Initiatives in Digital Technology: 2008–09 Funded Proposals

Abhishek Chandra, Zhi-Li Zhang, Greg Bronevetsky, Kevin Anderson

A Holistic Approach to Fault Inference and Prediction in Distributed Systems

Distributed systems are characterized by numerous faults that impact the performance and functionality of these systems. Such faults can occur at different levels within the distributed system: at the network, node, or the application level. Moreover, due to the complex interactions between different components, many of these faults are related to each other, and faults in one location/component can affect other parts of the system in unanticipated ways. Such complex interactions make the identification, prediction, and localization of such faults extremely difficult. Often these distributed systems collect large amounts of monitoring data at different levels in the form of system, application, and service logs, that provide detailed raw statistics about events occuring at different components of the system. However, the sheer volume and diversity of these raw data and their apparent disconnect with each other makes it extremely difficult to be analyzed and used by human operators for fault diagnosis and trouble-shooting. In this project, we intend to take a holistic approach to fault inference and prediction in distributed systems, that would enable us to correlate these diverse data to get a more detailed and consistent view of the system.
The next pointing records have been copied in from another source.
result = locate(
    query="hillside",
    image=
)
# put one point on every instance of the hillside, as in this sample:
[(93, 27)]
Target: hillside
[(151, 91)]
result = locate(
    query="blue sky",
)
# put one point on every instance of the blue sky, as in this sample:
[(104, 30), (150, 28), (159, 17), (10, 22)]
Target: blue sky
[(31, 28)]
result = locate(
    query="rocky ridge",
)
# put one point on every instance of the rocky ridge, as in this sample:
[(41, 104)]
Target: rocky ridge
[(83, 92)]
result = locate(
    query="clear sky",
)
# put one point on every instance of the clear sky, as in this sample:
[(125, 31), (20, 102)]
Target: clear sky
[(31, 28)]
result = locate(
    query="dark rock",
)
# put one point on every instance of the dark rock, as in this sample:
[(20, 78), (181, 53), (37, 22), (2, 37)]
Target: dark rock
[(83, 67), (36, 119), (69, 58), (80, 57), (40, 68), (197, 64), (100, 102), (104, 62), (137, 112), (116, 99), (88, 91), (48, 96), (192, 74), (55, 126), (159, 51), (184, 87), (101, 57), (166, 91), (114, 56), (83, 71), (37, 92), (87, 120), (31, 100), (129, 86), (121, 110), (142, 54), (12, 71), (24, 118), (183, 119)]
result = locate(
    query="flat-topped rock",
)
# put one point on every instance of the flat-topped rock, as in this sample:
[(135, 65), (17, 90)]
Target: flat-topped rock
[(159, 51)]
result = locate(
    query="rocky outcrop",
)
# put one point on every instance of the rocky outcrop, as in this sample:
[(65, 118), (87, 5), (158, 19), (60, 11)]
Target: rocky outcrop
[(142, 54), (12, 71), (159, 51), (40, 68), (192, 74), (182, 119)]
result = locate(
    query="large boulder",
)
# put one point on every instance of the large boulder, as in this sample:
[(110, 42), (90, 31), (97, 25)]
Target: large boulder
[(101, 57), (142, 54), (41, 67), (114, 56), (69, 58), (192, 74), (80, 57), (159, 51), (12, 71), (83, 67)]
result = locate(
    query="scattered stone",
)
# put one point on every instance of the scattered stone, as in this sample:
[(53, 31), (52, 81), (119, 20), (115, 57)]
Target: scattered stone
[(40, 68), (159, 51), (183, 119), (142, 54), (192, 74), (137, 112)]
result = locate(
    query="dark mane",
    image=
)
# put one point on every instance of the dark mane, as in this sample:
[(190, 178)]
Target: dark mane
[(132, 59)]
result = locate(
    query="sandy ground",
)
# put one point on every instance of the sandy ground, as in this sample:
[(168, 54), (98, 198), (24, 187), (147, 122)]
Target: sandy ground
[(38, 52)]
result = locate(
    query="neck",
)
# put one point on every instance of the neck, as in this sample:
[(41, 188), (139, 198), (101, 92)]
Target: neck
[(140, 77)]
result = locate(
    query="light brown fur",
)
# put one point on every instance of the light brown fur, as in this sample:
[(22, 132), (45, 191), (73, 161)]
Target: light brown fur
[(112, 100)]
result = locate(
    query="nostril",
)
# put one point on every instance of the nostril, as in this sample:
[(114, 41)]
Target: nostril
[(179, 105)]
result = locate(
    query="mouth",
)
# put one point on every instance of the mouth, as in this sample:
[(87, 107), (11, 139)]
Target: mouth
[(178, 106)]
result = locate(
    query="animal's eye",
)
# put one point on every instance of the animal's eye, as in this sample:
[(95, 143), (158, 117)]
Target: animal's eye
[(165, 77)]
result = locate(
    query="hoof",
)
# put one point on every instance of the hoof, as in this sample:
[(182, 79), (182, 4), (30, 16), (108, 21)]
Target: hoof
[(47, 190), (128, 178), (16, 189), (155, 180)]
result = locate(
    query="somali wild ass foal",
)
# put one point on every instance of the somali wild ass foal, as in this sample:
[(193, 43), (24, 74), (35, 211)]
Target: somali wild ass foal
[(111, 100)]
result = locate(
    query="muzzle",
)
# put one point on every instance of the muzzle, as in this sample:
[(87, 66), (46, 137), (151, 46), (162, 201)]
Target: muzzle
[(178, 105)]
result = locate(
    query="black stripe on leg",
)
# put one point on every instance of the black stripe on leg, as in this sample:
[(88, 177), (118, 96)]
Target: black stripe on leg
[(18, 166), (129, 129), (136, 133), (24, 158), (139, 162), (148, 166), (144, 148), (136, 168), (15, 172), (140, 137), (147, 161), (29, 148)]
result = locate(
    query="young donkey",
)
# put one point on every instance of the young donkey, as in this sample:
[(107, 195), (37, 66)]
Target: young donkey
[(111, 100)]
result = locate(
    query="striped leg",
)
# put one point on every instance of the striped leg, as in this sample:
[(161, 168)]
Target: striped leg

As part of our approach, we intend to develop various advanced data analysis and inference techniques for fault classification and diagnosis, root cause analysis, online failure detection, as well as failure prediction based on the available monitored data. The goal is to automate the process of monitoring and trouble-shooting large-scale networked systems so as to quickly and scalably detect fault causes, and also to proactively prevent such faults from happening again. This project will involve collaboration with researchers at Lawrence Livermore National Laboratory and Red Hat.